Closed bw4sz closed 6 years ago
You can directly use the consensus functions (e.g. majority_voting
, k_modes
). Based on the figure, you can arrange the cluster assignments into the following structure and then apply the ensembles:
library(diceR)
library(tidyverse)
algorithm1 <- list(c(1, 2, 3), c(4, 5, 6), c(7, 8, 9, 10))
algorithm2 <- list(c(1, 2, 3), c(4, 6), c(5, 7, 8, 9, 10))
algorithm3 <- list(c(1, 2, 3), c(4, 6), c(5, 7, 8), c(9, 10))
pts <- seq_len(10)
res <- list(algorithm1, algorithm2, algorithm3) %>%
set_names(paste0("alg", seq_along(.))) %>%
map_df(function(a) {
map_int(pts, function(i)
which(map_lgl(a, ~ i %in% .)))
}) %>%
as.matrix()
majority_voting(res, is.relabelled = FALSE)
k_modes(res, is.relabelled = FALSE)
LCE(as.matrix(res), k = 4)
Thank you! I think this will be a helpful example for others.
I was recommended to check out this package after posting on SO. I'm wondering if you believe this is the right tool for my problem. It might make a useful case-study, i'm happy to provide a .Rmd if needed.
Short Explanation with toy reproducible code
Consider a set of points with indices 1 to 10. We are interested in assigning each value to a mutually exclusive cluster. Multiple clustering methods have already been applied to the data. The results are below.

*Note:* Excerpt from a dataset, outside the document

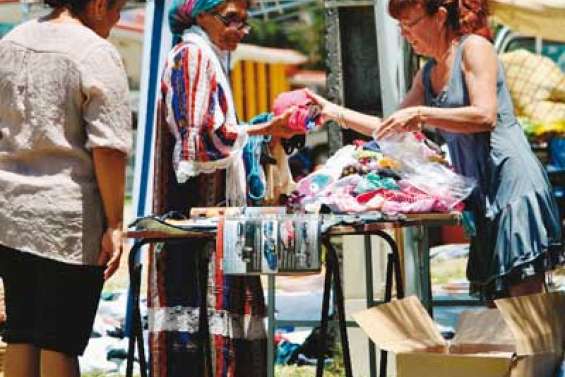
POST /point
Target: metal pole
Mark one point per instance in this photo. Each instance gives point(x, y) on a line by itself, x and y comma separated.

How can I use your consensus cluster methods to perform majority rule (or any of the other nicely implemented) voting schemes in this package? It seems that the, understandable, goal of the package is to take raw data, perform distance metrics on them, and clustering tools, and the ensembling. Can a user just perform the last steps? My clustering methods are not the kind which can be implemented here (I can explain in more detail if needed). The actual use case is in 3d lidar point cloud clustering for tree segmentation. The point cloud contains millions of points.